Contact comparison atlas

Table of user-defined structures

How to compare your structures and identify interaction patterns?

You can do this in three simple steps:

  1. Generate structural alignment and map structurally equivalent positions
  2. Compute interactions
  3. Interactively visualize interaction patterns

The following example compares the two structures with PDB ids 2RH1 and 3UON:

  1. Generate structural alignment and map structurally equivalent positions
    • Prepare your structures by adding hydrogen. This can be done using e.g. pymol.
    • Save the structures that have hydrogens added to them: 3UON_h_added.pdb and 2RH1_h_added.pdb.
    • Generate a multiple sequence alignment using Gesamt (v1.09/v1.15) from CCP4 (www.ccp4.ac.uk) and save the output:
      $ gesamt 3UON_h_added.pdb 2RH1_h_added.pdb > output.txt
    • Generate residue-label files using get_resilabels.py
      $ get_resilabels.py --input_gesamt output.txt --output_path label_files/ --proteins 3UON 2RH1
  2. Compute interactions using GetContacts:
    • $ get_static_contacts.py --structure 3UON_h_added.pdb --output 3UON_contacts.tsv --itypes all
    • $ get_static_contacts.py --structure 2RH1_h_added.pdb --output 2RH1_contacts.tsv --itypes all
  3. Using this webpage, upload the the pdb files and the above-generated interaction files and label files.
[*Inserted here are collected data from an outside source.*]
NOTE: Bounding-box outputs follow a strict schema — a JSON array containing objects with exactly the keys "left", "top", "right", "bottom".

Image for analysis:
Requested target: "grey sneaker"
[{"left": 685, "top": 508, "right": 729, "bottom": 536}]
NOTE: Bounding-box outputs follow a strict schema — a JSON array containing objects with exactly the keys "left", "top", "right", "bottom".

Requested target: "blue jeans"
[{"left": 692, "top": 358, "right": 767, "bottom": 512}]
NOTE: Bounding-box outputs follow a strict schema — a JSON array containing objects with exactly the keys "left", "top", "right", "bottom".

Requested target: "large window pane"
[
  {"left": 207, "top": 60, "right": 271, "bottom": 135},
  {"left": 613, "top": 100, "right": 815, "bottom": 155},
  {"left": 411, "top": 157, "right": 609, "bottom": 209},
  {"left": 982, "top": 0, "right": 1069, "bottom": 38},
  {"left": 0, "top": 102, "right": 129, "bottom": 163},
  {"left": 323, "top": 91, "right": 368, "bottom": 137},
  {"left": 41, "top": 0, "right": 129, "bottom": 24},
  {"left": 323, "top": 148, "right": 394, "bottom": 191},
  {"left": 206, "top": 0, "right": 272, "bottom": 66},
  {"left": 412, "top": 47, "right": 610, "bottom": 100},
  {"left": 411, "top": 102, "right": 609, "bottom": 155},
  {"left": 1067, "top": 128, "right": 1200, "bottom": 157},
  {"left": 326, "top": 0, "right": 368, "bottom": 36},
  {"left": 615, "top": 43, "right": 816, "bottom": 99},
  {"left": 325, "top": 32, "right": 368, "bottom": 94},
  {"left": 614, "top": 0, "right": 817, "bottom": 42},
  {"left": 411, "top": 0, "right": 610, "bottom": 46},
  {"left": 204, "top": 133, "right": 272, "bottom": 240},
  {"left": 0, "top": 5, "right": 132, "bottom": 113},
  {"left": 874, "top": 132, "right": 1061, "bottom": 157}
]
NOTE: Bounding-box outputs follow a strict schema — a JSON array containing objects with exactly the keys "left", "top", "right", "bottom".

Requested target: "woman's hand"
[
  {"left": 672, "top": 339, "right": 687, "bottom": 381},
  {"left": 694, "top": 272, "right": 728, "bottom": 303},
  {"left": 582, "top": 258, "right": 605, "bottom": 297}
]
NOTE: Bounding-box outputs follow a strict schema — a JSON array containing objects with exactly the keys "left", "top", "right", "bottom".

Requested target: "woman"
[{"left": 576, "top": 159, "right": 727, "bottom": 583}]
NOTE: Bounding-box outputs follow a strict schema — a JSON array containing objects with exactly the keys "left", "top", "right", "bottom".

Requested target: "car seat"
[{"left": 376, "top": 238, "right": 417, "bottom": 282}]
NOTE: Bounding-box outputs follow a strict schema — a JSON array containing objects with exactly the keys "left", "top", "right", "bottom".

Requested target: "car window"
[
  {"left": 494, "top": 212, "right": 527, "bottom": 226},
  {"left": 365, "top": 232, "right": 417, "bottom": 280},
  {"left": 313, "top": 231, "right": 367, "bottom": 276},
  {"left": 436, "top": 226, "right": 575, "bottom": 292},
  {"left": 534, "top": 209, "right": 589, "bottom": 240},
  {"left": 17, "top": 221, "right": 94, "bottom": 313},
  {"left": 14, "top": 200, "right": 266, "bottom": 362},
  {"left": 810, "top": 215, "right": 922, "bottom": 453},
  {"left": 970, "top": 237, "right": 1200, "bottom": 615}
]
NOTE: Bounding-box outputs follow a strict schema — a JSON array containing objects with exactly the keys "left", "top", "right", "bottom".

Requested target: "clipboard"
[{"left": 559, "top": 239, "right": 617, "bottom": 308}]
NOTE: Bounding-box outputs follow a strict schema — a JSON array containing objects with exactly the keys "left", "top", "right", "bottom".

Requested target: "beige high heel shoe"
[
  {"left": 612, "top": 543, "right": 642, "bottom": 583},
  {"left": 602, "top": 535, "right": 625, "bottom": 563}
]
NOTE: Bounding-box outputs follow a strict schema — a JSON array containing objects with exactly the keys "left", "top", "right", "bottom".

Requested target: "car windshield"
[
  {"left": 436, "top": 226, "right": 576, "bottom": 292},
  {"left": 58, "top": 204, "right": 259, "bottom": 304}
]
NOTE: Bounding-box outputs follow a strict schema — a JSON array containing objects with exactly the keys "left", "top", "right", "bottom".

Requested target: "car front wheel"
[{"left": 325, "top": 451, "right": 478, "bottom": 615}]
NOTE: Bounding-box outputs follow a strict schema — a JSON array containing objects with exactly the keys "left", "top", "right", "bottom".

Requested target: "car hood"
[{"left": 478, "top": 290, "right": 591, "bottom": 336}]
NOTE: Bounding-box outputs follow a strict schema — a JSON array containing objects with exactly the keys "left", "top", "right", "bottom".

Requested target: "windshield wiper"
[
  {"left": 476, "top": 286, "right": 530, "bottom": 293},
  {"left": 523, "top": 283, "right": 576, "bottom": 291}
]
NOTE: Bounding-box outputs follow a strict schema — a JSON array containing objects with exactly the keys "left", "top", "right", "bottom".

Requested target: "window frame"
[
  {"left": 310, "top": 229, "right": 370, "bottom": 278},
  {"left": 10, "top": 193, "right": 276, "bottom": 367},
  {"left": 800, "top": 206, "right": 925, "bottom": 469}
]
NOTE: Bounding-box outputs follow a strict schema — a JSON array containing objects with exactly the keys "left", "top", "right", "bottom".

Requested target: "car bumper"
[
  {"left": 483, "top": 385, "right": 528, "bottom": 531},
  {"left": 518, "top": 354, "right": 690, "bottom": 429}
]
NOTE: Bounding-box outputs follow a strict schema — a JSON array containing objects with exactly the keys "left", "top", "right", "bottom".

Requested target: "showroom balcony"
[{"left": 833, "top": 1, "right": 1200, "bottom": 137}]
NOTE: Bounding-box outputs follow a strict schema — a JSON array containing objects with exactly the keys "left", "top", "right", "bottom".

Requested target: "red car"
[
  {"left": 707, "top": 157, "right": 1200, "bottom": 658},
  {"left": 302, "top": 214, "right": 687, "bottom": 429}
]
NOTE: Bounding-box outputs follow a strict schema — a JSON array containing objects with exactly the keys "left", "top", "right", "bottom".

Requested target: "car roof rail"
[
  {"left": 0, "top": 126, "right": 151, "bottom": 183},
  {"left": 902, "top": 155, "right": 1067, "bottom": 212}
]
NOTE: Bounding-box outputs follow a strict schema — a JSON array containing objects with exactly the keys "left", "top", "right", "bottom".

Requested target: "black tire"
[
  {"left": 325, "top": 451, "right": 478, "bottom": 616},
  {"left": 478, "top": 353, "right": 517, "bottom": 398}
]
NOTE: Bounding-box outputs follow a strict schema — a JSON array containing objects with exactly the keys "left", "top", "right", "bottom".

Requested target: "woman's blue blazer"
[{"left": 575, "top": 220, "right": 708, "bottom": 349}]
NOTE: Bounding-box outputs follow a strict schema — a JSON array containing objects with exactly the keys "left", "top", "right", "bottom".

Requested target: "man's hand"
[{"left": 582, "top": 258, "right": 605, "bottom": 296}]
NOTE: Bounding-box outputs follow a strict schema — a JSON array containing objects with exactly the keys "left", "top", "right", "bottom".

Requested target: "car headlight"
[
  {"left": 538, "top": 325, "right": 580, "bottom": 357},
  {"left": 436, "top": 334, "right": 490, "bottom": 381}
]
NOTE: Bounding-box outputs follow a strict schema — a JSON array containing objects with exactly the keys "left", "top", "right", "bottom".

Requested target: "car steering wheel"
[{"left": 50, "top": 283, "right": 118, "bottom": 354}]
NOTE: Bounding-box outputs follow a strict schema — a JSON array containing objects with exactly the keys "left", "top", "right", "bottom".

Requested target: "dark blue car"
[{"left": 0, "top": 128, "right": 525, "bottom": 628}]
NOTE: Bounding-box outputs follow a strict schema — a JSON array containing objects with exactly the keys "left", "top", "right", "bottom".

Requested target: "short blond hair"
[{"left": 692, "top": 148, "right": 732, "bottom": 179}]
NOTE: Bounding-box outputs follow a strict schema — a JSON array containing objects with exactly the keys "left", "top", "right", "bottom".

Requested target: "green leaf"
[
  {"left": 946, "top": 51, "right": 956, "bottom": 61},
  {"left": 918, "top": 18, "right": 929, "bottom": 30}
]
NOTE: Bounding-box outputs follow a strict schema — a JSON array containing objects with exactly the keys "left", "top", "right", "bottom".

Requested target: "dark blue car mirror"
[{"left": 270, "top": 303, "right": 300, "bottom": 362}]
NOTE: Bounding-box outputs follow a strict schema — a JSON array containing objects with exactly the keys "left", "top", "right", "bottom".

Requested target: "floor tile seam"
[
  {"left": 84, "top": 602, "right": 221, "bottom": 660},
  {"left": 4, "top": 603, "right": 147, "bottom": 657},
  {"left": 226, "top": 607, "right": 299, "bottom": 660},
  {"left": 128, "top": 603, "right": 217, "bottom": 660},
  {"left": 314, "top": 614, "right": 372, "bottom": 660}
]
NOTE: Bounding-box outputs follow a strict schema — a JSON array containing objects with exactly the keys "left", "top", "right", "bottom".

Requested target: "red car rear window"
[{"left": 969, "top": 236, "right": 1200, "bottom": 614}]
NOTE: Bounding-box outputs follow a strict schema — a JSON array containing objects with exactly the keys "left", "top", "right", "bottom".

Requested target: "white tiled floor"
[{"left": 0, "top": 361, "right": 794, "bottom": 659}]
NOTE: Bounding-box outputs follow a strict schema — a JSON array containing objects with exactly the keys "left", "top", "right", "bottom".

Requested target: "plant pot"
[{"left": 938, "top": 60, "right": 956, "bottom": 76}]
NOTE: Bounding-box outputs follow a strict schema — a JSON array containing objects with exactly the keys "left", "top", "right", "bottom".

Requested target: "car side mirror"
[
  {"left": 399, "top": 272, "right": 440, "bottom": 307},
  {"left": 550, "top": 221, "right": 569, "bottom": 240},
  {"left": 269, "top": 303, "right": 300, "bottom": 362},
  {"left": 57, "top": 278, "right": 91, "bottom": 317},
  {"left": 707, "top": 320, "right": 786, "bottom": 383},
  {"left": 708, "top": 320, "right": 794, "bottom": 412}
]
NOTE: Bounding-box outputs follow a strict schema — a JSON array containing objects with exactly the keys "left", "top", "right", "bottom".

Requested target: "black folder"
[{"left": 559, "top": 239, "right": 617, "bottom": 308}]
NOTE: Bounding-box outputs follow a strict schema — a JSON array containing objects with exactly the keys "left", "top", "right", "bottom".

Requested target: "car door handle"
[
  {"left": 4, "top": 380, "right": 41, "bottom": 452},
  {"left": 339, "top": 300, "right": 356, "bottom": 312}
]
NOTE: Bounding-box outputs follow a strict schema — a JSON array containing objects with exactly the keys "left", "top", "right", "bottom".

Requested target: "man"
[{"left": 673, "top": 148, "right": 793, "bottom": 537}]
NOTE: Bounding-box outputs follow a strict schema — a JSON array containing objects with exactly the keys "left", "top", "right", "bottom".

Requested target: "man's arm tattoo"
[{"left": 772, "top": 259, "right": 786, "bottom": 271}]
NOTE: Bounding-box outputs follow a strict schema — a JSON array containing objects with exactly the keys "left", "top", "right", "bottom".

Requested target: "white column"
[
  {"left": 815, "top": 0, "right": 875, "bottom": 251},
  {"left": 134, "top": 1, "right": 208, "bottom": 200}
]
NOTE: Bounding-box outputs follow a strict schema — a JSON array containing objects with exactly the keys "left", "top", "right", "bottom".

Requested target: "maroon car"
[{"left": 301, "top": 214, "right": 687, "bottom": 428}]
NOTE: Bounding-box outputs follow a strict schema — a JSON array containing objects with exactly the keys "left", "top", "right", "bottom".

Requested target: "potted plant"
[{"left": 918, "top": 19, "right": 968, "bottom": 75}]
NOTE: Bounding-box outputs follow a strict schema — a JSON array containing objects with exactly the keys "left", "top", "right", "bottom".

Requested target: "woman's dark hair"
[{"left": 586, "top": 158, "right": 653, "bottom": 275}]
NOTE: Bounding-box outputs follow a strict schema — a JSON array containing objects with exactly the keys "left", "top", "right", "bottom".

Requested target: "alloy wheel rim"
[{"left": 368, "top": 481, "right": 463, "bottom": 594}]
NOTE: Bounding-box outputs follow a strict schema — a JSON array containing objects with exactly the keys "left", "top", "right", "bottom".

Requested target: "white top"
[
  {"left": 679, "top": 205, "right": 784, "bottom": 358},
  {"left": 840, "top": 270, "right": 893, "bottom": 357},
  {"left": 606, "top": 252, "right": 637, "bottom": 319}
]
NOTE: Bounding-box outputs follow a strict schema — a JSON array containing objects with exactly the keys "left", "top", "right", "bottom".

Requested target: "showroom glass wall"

How to compare to simulations?

When using a simulation in the comparison, the approach is similar to the one described above. The only difference is that the contact file now contains multiple frames so it has to be reduced to a single frame based on frequency of interactions.

  • $ get_dynamic_contacts.py --topology top.pdb --trajectory trj.xtc --output sim_contacts.tsv --itypes all
  • $ get_contact_singleframe.py --input sim_contacts.tsv --output sim_single.tsv --min_frequency 0.6
Using this webpage, upload the the pdb files and the above-generated interaction files and label files.